We have two mailservers ("dubone" and "dubdeuce"), one does all the work while the other sits idle. We want to have a setup where if dubone is busy or down, dubdeuce can accept/reject/filter emails just as dubone would.
Then, once dubone is available again, dubdeuce would push all of the emails it has stored onto dubone, so that the emails are all in one place.
We are using Exim4 and Dovecot backed by MySQL, and accessible with RoundCube. Both machines run Ubuntu Linux.
How can I sync the databases between both machines so that dubdeuce is always current (which it needs to be to do its job correctly), and then how would I instruct dubdeuce to push all of its accumulated messages on to dubone?
There's three components to what you're asking here: Database replication, mail redundancy, and user access.
Database replication is easy, and is well covered by the MySQL documentation.
Mail replication is generally just as easy as making sure your MX records are set correctly. If dubdeuce is not the primary MX, it'll forward mail to the primary MX once the primary is available again.
However, you haven't explicitly stated it, but your inclusion of roundcube implies that you want the second system to be fully operational as far as a MUA goes - you want users to be able to read email. If that's not the case - you're happy for roundcube to be offline until dubone comes back - then the above components will do the job for you.
Once more: if all you want is a simple system that will store-and-forward email until the primary comes back, all you need is database replication for mysql and to make use of a secondary MX. This system should be live at all times, not just spun up at need.

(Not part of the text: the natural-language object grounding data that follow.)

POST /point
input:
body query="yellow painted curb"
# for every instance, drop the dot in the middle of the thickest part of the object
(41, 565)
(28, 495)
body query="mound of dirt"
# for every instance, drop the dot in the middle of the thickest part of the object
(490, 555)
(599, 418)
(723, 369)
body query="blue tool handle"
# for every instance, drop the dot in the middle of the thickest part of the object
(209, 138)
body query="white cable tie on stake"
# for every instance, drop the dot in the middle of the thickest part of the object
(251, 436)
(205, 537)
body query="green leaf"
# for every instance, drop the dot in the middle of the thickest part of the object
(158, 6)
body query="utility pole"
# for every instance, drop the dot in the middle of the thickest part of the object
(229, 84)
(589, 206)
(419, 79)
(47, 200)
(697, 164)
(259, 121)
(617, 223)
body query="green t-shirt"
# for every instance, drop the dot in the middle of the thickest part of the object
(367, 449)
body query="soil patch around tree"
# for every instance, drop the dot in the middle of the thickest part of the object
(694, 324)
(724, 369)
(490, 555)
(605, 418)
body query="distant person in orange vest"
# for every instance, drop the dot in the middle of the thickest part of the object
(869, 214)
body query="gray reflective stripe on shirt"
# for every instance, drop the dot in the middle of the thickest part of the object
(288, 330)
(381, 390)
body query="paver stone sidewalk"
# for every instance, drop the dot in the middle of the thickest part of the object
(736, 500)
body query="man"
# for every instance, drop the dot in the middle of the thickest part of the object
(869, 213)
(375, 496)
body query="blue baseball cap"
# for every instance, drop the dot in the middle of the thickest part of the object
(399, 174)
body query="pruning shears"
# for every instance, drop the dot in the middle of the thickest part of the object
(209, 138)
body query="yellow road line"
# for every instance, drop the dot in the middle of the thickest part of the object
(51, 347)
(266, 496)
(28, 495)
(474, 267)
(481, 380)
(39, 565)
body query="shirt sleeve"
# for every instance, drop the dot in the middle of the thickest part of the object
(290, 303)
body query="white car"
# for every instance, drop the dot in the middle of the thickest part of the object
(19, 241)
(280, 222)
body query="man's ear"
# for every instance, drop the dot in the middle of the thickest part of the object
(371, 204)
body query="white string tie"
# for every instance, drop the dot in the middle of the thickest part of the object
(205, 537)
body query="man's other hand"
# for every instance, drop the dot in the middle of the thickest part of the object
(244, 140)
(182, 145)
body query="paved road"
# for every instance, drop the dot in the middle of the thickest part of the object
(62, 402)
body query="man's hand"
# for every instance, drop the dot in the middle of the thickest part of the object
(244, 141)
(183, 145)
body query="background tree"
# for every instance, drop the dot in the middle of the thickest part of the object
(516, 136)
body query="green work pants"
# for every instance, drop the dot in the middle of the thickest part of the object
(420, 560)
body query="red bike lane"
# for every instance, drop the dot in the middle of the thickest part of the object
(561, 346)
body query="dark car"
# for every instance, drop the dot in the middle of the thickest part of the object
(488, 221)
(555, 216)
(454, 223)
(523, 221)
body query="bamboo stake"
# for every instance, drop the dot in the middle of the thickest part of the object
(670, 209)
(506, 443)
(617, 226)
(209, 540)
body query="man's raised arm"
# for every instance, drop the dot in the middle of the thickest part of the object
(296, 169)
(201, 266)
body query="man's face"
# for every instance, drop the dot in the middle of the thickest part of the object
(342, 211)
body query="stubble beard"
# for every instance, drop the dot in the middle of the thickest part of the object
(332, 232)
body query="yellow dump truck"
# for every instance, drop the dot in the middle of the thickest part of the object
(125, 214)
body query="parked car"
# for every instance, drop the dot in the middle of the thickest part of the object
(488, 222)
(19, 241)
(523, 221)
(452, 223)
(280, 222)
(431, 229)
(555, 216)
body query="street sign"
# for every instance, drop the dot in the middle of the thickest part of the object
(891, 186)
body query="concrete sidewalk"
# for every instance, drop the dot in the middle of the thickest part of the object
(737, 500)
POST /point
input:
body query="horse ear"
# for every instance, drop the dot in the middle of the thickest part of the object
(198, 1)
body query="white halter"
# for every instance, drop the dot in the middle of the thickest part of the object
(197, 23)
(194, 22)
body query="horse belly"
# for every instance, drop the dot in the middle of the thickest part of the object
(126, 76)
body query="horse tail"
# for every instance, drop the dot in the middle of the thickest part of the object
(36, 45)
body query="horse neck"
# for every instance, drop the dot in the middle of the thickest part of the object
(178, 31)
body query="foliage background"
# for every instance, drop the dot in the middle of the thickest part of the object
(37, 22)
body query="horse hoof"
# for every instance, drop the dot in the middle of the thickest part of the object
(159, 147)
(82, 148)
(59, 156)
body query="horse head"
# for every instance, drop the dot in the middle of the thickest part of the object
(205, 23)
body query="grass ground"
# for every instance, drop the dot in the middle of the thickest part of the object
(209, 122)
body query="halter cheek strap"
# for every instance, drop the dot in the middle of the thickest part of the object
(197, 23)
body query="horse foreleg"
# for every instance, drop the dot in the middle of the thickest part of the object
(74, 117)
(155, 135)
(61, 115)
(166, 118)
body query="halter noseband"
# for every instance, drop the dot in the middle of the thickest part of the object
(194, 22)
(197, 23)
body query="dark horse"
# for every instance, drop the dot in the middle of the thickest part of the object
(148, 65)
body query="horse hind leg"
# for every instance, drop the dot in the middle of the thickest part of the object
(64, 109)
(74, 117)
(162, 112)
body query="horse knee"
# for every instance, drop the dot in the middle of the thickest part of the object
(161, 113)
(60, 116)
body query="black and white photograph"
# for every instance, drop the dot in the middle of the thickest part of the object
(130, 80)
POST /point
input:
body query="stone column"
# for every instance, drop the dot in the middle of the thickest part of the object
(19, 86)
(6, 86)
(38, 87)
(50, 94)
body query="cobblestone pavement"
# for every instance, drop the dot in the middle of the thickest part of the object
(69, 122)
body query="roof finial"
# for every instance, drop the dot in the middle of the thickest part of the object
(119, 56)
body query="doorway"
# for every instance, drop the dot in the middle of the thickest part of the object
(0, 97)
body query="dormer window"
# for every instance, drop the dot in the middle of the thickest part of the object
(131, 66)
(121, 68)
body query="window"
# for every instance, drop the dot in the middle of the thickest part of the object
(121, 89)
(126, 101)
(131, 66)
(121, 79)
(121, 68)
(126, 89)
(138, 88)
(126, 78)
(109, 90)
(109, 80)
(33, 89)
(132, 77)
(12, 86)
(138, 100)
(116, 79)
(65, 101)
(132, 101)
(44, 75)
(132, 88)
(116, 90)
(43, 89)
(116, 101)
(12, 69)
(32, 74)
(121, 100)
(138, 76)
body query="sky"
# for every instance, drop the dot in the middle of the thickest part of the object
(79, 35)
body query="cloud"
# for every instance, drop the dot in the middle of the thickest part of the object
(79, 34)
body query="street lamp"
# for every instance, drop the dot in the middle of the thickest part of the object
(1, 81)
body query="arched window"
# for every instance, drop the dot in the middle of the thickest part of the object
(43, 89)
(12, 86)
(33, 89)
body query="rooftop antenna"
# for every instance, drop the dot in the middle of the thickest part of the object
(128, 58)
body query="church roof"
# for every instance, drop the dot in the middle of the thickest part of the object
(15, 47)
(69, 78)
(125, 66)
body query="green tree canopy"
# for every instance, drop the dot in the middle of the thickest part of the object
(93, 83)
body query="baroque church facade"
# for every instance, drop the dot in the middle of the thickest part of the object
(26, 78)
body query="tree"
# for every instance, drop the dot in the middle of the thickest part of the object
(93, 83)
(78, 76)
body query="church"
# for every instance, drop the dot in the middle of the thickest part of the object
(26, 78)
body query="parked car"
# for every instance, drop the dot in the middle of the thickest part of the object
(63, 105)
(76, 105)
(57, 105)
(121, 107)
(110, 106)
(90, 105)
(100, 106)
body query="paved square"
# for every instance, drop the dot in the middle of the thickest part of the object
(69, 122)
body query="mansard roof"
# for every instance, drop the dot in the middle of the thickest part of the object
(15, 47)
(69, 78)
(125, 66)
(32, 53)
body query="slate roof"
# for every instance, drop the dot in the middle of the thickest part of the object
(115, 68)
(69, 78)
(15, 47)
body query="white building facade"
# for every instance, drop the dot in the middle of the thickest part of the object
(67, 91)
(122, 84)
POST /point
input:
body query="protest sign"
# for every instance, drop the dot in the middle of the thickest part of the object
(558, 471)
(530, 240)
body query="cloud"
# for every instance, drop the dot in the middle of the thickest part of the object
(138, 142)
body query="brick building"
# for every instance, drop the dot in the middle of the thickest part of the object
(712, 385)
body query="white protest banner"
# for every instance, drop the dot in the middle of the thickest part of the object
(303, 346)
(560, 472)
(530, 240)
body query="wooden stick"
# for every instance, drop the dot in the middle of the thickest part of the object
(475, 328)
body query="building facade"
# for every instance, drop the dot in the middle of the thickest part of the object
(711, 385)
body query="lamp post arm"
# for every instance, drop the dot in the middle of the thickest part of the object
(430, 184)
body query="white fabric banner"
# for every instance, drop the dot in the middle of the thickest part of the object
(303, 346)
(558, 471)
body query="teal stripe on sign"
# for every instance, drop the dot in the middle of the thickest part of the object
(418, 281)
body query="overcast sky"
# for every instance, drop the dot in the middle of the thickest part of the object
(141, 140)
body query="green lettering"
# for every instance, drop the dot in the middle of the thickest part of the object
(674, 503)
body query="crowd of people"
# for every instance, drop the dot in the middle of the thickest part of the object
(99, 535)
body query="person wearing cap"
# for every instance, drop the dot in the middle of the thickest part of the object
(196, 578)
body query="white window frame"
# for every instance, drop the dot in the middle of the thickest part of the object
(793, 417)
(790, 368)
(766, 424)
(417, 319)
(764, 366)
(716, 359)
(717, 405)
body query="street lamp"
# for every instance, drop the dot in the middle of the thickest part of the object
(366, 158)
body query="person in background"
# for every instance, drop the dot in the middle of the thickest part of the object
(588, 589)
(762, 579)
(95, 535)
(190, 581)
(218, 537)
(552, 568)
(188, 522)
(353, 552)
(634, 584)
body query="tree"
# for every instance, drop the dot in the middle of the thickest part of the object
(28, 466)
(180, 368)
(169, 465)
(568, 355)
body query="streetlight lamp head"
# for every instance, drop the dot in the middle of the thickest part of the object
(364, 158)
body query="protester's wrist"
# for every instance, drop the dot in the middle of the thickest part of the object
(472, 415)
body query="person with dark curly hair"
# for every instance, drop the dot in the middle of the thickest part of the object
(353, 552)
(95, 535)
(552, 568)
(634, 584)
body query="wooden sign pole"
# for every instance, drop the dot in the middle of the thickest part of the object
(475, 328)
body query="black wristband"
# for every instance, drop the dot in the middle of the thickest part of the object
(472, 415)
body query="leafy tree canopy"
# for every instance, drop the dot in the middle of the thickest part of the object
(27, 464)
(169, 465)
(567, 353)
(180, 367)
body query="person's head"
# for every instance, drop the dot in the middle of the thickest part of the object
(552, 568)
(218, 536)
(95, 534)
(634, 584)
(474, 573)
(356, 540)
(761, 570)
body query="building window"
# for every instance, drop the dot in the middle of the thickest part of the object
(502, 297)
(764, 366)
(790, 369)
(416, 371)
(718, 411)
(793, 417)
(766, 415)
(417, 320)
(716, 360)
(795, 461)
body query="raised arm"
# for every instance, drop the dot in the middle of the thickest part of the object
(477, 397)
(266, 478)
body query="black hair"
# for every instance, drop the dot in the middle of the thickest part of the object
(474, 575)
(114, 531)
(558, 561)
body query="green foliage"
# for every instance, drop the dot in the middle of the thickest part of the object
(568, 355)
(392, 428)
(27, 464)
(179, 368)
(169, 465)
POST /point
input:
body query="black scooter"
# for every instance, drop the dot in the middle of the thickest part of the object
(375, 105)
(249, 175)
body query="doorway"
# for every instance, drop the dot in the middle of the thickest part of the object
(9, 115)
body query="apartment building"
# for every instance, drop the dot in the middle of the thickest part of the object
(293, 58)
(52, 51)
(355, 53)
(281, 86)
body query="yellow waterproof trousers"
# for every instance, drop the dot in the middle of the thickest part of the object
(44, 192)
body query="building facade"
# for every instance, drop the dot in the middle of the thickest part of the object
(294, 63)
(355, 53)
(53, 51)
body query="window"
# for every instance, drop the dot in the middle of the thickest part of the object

If you want a fully redundant system, in which roundcube is always available, then what you want is a shared mailspool between the two systems. There's no real way to configure dubduece as a primary MX and give users the ability to read mail from it, and have it sensibly forward email to dubone.
So, you need a shared mailspool. This could be a third system acting as fileserver, serving the mailspool to the two primary hosts, however there's a longstanding recommendation against using NFS for a mailspool, due to locking issues.
It could be done using DRBD between the two nodes, in active/backup mode - when one node fails, you use a heartbeat to switch the other node to active. When the first node comes back online, you'll need a heartbeat process to switch everything back as well. You'll still need to work out how you replicate your database - you might want a multimaster setup now.
Finally, you could do the same thing with DRBD, but use a cluster-aware filesystem on it, and have both nodes being active at all times.That's a bit more complicated though. You could DRBD the entire mail system between nodes too. And there's plenty of ways to scale up - more advanced solutions involve a SAN and a VM stack like Citrix Xenserver or VMware.
For my money, I'd stick with an active/passive DRBD mailspool, either multimaster mysql, or DRBD active/passive backed mysql, and use heartbeat to move enable active services on failover. An alternative to this is putting your whole mailserver into a VM using Xen or KVM or whatever you like, backing the VM onto a DRBD system, and having heartbeat failover the DRBD and start up the VM on the second node in the case of a failure. In this example, you've only actually got "one" mailserver, it just floats between your nodes. The downside is that you have to wait for it to boot on failover, which may take a while.
As a side note, whichever way you do things, make sure that your spam / virus / malware / etc scanning is configured identically on both systems.